WHEN PEDAGOGICAL COMPETENCE BUILDING CHALLENGES UNIVERSITY TEACHERS’ PROFESSIONAL IDENTITY AND CULTURE
Aalborg University (DENMARK)
About this paper:
Appears in:
ICERI2015 Proceedings
Publication year: 2015
Page: 5433 (abstract only)
ISBN: 978-84-608-2657-6
ISSN: 2340-1095
Conference name: 8th International Conference of Education, Research and Innovation
Dates: 18-20 November, 2015
Location: Seville, Spain
Abstract:
Supervision of master’s thesis at university level is a complex mixture of lecturing, learning support as well as an invitation to participation in research and knowledge development. The role of supervision in university teaching in general seems to be changing from being an almost private and emotional relation between the students and the university teachers into an important means in order to improve efficiency to ensure student completion on time. This implies a dramatic change in the role and professional identity of the supervisor and may affect the student-teacher relationship as well as the concept of academic standard.

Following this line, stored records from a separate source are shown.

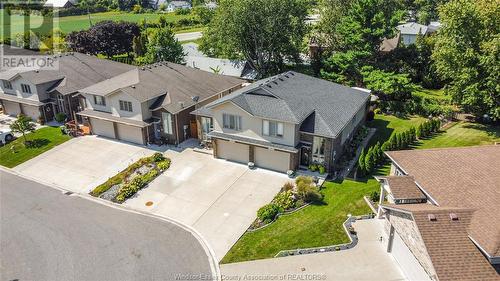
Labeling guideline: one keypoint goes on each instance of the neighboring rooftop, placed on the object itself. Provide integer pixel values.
(321, 107)
(179, 83)
(404, 187)
(466, 177)
(454, 256)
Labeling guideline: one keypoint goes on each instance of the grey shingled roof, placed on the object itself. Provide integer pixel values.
(322, 107)
(178, 82)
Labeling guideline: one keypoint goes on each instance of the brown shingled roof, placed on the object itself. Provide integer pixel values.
(452, 253)
(404, 187)
(466, 177)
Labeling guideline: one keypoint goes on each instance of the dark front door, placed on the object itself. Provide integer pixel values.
(305, 155)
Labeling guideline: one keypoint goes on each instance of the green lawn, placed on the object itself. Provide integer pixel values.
(46, 138)
(386, 125)
(463, 134)
(313, 226)
(76, 23)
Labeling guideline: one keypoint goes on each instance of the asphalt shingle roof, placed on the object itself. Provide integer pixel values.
(293, 97)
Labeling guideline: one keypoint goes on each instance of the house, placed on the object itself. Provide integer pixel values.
(60, 3)
(42, 93)
(284, 122)
(198, 60)
(176, 5)
(152, 102)
(439, 208)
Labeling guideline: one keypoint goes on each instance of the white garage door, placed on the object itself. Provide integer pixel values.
(11, 108)
(102, 128)
(31, 111)
(232, 151)
(407, 261)
(130, 134)
(272, 159)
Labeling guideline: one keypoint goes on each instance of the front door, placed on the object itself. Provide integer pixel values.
(305, 156)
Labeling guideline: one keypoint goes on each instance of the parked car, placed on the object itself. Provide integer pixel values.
(6, 136)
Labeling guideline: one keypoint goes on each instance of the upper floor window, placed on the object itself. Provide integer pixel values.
(232, 122)
(7, 85)
(272, 128)
(126, 106)
(98, 100)
(26, 88)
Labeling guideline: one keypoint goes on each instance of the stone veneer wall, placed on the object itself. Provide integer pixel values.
(407, 229)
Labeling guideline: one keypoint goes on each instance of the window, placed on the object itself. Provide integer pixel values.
(272, 128)
(167, 122)
(232, 122)
(26, 88)
(126, 106)
(318, 150)
(98, 100)
(7, 85)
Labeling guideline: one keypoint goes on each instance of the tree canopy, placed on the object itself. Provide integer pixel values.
(467, 53)
(266, 33)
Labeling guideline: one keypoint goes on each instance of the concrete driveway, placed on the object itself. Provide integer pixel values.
(367, 261)
(218, 198)
(82, 163)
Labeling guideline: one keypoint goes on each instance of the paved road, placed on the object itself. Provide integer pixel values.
(188, 36)
(45, 235)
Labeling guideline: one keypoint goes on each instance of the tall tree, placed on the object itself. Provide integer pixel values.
(467, 53)
(107, 37)
(266, 33)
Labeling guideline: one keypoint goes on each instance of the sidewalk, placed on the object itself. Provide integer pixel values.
(367, 261)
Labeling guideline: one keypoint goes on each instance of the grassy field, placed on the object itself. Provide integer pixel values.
(316, 225)
(46, 138)
(321, 225)
(76, 23)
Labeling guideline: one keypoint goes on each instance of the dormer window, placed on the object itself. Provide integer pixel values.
(26, 88)
(7, 85)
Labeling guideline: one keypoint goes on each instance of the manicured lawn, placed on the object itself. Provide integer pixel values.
(46, 139)
(387, 125)
(313, 226)
(81, 22)
(463, 134)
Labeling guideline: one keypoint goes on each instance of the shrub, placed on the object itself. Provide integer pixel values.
(375, 196)
(60, 117)
(163, 165)
(287, 186)
(268, 212)
(284, 200)
(157, 157)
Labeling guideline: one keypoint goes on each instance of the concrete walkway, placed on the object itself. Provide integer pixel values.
(367, 261)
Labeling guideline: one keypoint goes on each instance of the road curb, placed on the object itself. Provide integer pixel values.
(214, 264)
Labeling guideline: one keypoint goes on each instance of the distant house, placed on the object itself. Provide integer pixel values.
(60, 3)
(176, 5)
(439, 209)
(236, 68)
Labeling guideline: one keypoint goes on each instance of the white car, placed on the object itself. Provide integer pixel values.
(6, 136)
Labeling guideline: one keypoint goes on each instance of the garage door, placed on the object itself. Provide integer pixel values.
(130, 134)
(232, 151)
(102, 128)
(11, 108)
(31, 111)
(271, 159)
(407, 261)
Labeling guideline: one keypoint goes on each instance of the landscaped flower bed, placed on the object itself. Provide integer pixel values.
(292, 197)
(135, 177)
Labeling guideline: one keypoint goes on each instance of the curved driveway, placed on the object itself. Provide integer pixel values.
(45, 235)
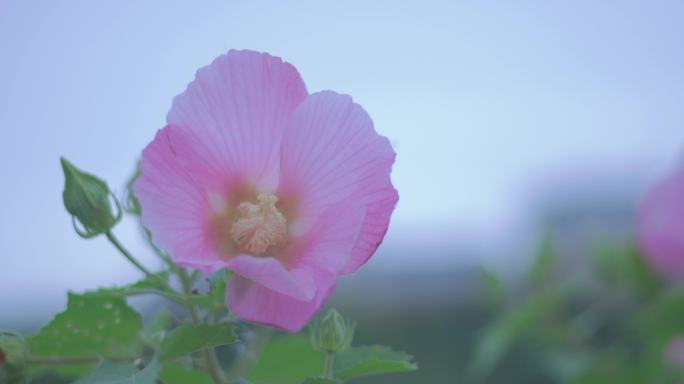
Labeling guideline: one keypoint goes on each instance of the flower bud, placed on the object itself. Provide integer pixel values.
(332, 333)
(86, 198)
(13, 368)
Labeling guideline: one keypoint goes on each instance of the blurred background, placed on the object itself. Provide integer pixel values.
(514, 122)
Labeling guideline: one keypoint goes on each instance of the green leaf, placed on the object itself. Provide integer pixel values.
(499, 337)
(624, 266)
(493, 287)
(156, 329)
(542, 268)
(189, 338)
(287, 360)
(371, 360)
(318, 380)
(180, 374)
(117, 373)
(93, 325)
(215, 300)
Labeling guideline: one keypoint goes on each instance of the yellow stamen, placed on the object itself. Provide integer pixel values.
(259, 225)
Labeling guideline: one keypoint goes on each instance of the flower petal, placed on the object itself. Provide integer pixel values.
(328, 246)
(253, 302)
(331, 153)
(174, 207)
(237, 108)
(268, 272)
(263, 299)
(661, 220)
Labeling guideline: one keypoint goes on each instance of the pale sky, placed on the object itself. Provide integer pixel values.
(484, 101)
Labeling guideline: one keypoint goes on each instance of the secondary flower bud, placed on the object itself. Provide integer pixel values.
(87, 199)
(332, 333)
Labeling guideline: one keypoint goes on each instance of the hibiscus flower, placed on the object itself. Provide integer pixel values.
(288, 190)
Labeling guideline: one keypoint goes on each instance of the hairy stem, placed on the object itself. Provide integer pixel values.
(180, 299)
(127, 254)
(67, 360)
(209, 354)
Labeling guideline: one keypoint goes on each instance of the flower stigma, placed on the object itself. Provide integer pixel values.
(259, 226)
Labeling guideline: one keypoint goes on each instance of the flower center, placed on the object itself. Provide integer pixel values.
(259, 225)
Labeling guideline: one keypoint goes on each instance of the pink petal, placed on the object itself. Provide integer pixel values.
(331, 153)
(173, 204)
(661, 224)
(267, 298)
(256, 303)
(236, 109)
(223, 131)
(271, 274)
(328, 246)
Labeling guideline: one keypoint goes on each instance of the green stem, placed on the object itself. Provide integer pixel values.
(329, 367)
(69, 360)
(183, 300)
(127, 254)
(209, 354)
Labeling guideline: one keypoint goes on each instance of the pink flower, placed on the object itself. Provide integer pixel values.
(661, 226)
(286, 189)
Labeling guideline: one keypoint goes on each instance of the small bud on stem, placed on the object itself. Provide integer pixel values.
(87, 199)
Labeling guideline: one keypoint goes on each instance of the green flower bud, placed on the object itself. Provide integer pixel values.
(87, 199)
(13, 367)
(332, 333)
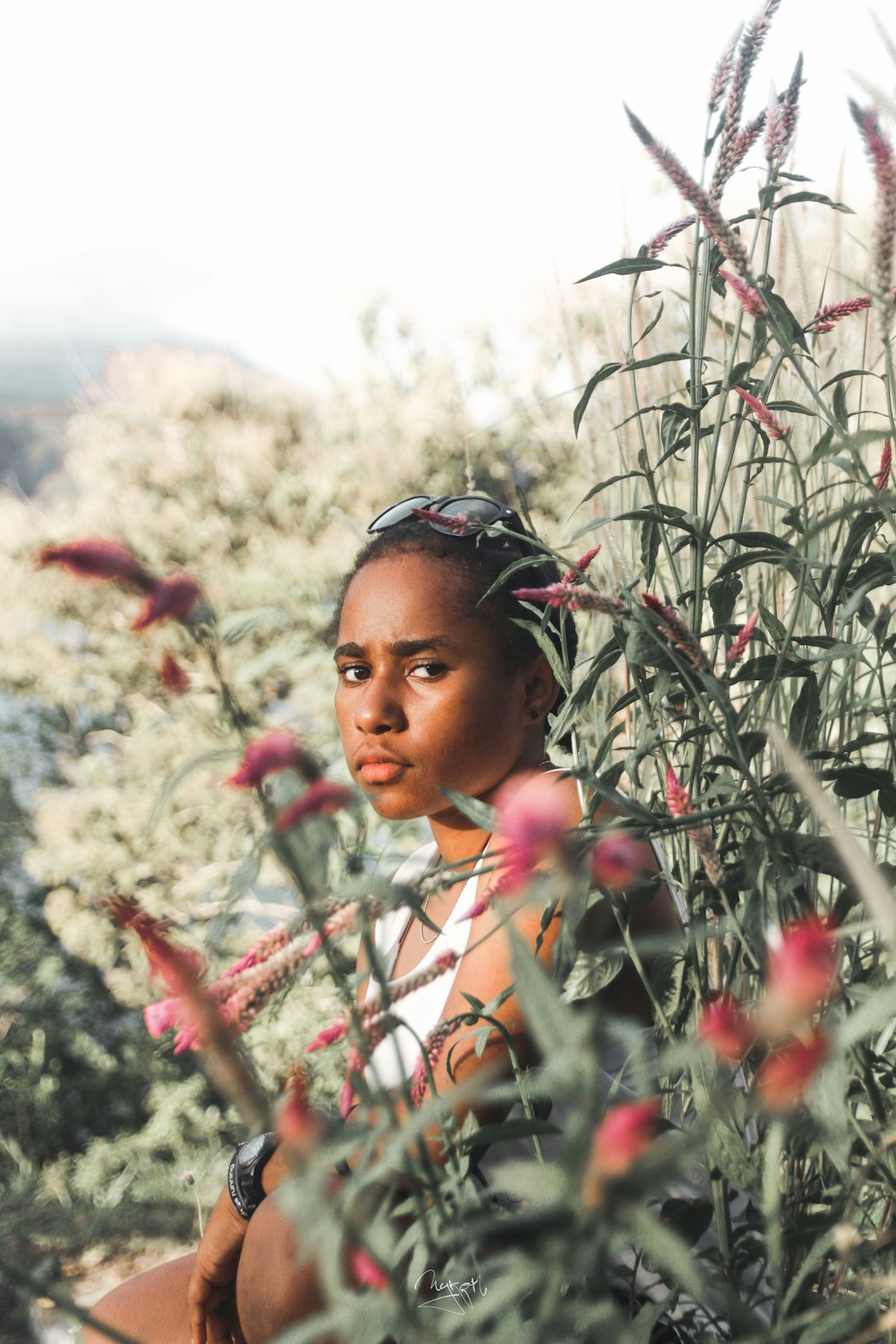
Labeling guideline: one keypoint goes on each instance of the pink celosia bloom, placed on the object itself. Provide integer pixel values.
(172, 676)
(368, 1271)
(355, 1064)
(801, 972)
(94, 558)
(573, 597)
(826, 317)
(328, 1035)
(177, 968)
(573, 575)
(624, 1133)
(751, 300)
(762, 413)
(727, 1029)
(323, 797)
(616, 862)
(885, 464)
(172, 599)
(458, 523)
(743, 639)
(277, 750)
(785, 1077)
(532, 817)
(297, 1124)
(677, 797)
(661, 241)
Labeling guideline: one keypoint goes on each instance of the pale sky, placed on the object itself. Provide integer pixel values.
(250, 174)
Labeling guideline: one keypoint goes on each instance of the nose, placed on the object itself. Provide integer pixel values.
(379, 707)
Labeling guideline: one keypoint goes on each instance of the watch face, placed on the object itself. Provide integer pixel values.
(250, 1150)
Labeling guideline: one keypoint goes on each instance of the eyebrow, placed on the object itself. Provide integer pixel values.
(402, 648)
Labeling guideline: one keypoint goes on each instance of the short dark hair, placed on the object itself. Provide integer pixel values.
(481, 559)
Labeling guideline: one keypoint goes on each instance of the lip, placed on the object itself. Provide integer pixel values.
(379, 769)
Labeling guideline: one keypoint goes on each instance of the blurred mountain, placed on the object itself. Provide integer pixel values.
(42, 381)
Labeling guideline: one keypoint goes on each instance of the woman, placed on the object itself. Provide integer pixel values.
(437, 690)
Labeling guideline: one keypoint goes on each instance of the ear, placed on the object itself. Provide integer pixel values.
(540, 687)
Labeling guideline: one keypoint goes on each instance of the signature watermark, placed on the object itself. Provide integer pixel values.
(449, 1296)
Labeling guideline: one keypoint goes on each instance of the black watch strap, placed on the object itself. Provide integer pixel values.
(245, 1174)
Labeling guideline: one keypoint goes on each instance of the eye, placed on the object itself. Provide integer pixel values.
(354, 672)
(429, 671)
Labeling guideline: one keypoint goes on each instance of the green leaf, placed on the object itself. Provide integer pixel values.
(805, 717)
(796, 196)
(857, 781)
(605, 371)
(649, 548)
(625, 266)
(590, 973)
(774, 626)
(479, 814)
(546, 642)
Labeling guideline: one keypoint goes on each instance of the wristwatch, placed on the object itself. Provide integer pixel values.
(245, 1175)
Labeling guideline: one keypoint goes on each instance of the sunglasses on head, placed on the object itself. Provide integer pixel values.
(478, 510)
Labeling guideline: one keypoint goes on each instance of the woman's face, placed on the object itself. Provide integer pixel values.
(424, 701)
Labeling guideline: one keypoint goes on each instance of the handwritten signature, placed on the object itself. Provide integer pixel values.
(450, 1296)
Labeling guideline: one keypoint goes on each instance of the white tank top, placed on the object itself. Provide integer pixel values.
(398, 1053)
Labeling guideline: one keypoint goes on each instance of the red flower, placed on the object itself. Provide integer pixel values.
(323, 797)
(616, 862)
(774, 427)
(532, 817)
(783, 1078)
(573, 575)
(297, 1124)
(328, 1035)
(172, 676)
(743, 639)
(368, 1271)
(190, 1005)
(172, 599)
(826, 317)
(624, 1133)
(677, 797)
(751, 300)
(801, 972)
(277, 750)
(885, 464)
(94, 558)
(727, 1029)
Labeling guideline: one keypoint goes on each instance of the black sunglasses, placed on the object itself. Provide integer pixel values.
(477, 510)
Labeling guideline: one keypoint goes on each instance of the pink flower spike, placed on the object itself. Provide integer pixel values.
(367, 1271)
(885, 464)
(330, 1034)
(616, 862)
(743, 639)
(458, 523)
(573, 575)
(677, 797)
(323, 797)
(172, 599)
(774, 427)
(532, 819)
(727, 1029)
(826, 317)
(785, 1077)
(801, 972)
(751, 300)
(277, 750)
(297, 1123)
(96, 558)
(624, 1133)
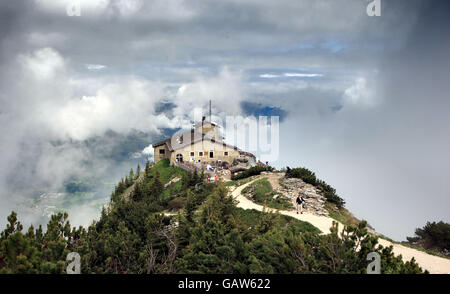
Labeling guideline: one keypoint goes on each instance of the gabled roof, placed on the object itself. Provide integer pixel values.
(194, 136)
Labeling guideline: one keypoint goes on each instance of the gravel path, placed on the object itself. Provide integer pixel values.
(434, 264)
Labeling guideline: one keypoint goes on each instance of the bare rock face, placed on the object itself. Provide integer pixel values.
(314, 199)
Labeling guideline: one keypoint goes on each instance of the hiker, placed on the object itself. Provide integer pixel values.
(300, 201)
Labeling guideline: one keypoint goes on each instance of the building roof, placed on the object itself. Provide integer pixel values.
(195, 137)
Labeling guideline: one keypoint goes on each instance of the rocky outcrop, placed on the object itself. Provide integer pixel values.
(314, 199)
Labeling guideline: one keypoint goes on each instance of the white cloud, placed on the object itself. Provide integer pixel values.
(303, 75)
(268, 76)
(43, 63)
(360, 94)
(225, 91)
(95, 67)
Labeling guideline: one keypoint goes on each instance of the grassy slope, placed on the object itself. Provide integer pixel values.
(263, 194)
(251, 218)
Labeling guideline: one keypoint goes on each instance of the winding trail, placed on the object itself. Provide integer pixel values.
(434, 264)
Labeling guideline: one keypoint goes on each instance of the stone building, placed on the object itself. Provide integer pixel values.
(201, 145)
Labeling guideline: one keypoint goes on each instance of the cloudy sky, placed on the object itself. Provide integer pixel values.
(363, 101)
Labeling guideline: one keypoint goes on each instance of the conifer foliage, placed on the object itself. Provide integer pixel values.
(209, 234)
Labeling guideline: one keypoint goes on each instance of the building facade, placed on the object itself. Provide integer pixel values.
(200, 145)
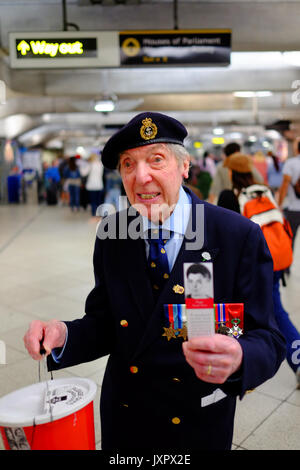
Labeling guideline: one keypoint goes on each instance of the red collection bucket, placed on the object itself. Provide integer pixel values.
(53, 415)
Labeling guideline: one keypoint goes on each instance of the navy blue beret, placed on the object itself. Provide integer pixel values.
(144, 129)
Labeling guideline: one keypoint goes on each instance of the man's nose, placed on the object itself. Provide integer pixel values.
(143, 174)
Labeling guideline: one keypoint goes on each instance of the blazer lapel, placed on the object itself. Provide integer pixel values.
(134, 256)
(172, 292)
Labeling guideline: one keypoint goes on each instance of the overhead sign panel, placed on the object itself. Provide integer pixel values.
(120, 49)
(178, 47)
(64, 49)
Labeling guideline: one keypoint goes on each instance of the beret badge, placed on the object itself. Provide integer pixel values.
(148, 130)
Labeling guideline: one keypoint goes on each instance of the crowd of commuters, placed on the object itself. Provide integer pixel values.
(81, 183)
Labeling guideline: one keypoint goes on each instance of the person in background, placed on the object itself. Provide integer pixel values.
(291, 174)
(261, 165)
(73, 181)
(239, 168)
(208, 164)
(221, 179)
(94, 182)
(274, 176)
(112, 185)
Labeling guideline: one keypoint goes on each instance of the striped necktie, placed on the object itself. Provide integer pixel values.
(158, 260)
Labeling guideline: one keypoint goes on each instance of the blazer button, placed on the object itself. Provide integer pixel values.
(175, 420)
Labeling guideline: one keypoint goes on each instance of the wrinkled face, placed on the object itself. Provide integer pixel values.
(198, 285)
(152, 178)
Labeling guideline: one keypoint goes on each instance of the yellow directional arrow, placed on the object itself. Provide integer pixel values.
(23, 47)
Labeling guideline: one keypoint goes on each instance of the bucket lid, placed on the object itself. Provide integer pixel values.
(46, 401)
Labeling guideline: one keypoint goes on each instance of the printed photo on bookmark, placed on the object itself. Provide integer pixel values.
(199, 299)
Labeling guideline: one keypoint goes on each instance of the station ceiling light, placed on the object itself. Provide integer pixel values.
(252, 94)
(104, 106)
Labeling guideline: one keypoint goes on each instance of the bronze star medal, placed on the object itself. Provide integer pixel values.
(169, 333)
(182, 333)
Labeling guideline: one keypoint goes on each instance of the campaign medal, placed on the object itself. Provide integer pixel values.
(235, 331)
(183, 332)
(148, 130)
(206, 256)
(174, 315)
(169, 333)
(221, 319)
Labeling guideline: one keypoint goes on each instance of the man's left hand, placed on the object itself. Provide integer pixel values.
(213, 358)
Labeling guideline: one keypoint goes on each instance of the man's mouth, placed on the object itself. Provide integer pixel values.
(148, 195)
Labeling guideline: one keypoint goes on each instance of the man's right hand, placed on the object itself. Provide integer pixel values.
(51, 333)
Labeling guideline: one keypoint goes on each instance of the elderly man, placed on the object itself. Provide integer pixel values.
(160, 392)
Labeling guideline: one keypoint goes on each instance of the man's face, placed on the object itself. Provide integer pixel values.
(198, 285)
(152, 179)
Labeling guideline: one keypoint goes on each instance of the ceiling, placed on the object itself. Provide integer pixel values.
(46, 105)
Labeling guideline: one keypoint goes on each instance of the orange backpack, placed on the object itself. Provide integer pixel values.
(257, 203)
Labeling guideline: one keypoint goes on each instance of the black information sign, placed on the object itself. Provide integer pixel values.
(158, 48)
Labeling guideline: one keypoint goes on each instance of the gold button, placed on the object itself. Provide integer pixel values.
(175, 420)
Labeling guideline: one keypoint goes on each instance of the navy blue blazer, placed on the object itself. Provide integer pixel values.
(148, 382)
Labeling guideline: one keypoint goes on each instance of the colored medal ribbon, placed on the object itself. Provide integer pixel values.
(174, 314)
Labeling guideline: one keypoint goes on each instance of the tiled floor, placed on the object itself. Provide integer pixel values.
(46, 272)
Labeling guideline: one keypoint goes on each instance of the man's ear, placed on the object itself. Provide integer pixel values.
(186, 167)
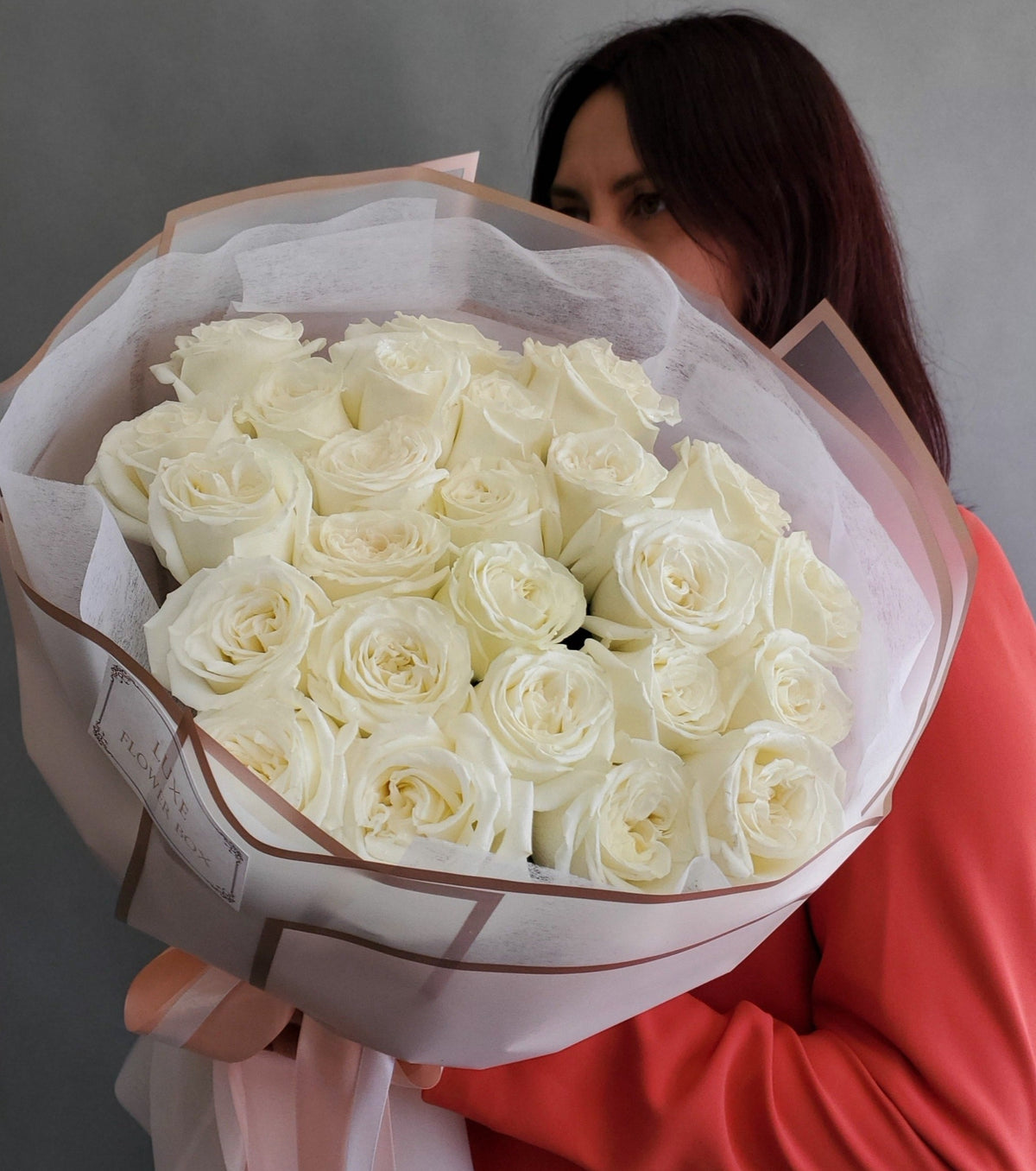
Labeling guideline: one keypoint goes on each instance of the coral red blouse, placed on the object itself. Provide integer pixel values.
(888, 1023)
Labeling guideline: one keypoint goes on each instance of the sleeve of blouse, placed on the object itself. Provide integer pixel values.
(924, 1047)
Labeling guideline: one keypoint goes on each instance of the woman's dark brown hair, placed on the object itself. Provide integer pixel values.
(750, 143)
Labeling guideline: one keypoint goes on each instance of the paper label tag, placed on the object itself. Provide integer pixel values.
(141, 739)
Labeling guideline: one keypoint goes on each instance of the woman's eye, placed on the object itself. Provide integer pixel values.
(648, 204)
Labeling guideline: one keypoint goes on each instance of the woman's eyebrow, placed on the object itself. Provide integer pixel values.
(617, 187)
(627, 180)
(565, 193)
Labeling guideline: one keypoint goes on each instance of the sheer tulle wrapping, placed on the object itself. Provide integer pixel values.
(451, 960)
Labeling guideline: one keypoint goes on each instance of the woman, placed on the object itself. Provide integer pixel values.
(891, 1022)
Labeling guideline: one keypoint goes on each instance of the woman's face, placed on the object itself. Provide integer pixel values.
(601, 180)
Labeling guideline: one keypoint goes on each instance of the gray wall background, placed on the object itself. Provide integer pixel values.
(112, 111)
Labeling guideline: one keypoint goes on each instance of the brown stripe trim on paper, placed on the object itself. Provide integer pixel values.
(135, 870)
(274, 928)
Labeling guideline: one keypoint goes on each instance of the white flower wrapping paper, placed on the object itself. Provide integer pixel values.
(425, 960)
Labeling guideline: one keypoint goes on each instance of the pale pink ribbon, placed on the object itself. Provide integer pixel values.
(326, 1111)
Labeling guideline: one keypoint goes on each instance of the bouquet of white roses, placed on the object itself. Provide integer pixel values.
(348, 566)
(460, 954)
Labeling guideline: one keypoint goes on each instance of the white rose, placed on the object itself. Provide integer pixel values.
(635, 827)
(781, 680)
(674, 571)
(772, 798)
(377, 656)
(131, 453)
(403, 372)
(594, 470)
(483, 354)
(221, 359)
(246, 497)
(296, 403)
(502, 499)
(288, 743)
(745, 509)
(548, 711)
(412, 779)
(392, 466)
(499, 420)
(505, 594)
(665, 690)
(587, 387)
(805, 595)
(234, 632)
(374, 550)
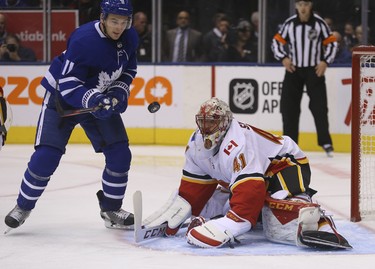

University teachers are often left alone with professional development of supervision skills, though it is an essential qualification within a university known for its problem based learning concept, like Aalborg University, in Denmark. Consequently, there is a need for pedagogical capacity building for supervisors. However, such initiatives may be regarded as a challenge for both university teachers and the staff giving the courses, as they may be perceived as questioning both the teachers’ professional identity and autonomy as well as the concept of supervision as an academic skill.
This paper explores a pedagogical capacity building course and the roles of both course designers and actors. Teachers’ reactions and concerns, as well as the pedagogical challenge when colleagues teach colleagues, and both are part of a transformation process dictated from above are studied.
Consequently, the paper explores the learning condition within university for university teachers and argue why this needs transformations when supervision and supervision skills and responsibility are transformed from being primarily a pedagogical matter into a political and organizational (and economic) issue.
Method:
The authors gave 4 interactive courses for 54 staff. The data consist of field notes from course discussions where participants were engaged in defining a framework for pedagogical competence development in an action research process and from oral and written evaluations. Data is analysed in a theoretical framework drawing on transformative learning (Mezirow), professional knowledge (Eraut; Molander), supervision (Wisker), culture (Hall) and organizational learning (Ohlsson).
Findings:
A need for ‘free’ reflection space.
Different concepts of time emerged within a university culture whose researchers tend to operate on a polychrome notion of time but are now being directed by a management frame based on a monochrome concept of time.
A change of the supervisor role and responsibility from focus on the fruitful process to focus on time management and production.
Striving to sustain the notion of professional identity and academic standards. Keywords:
Supervision, professional identity, educational culture, globalization.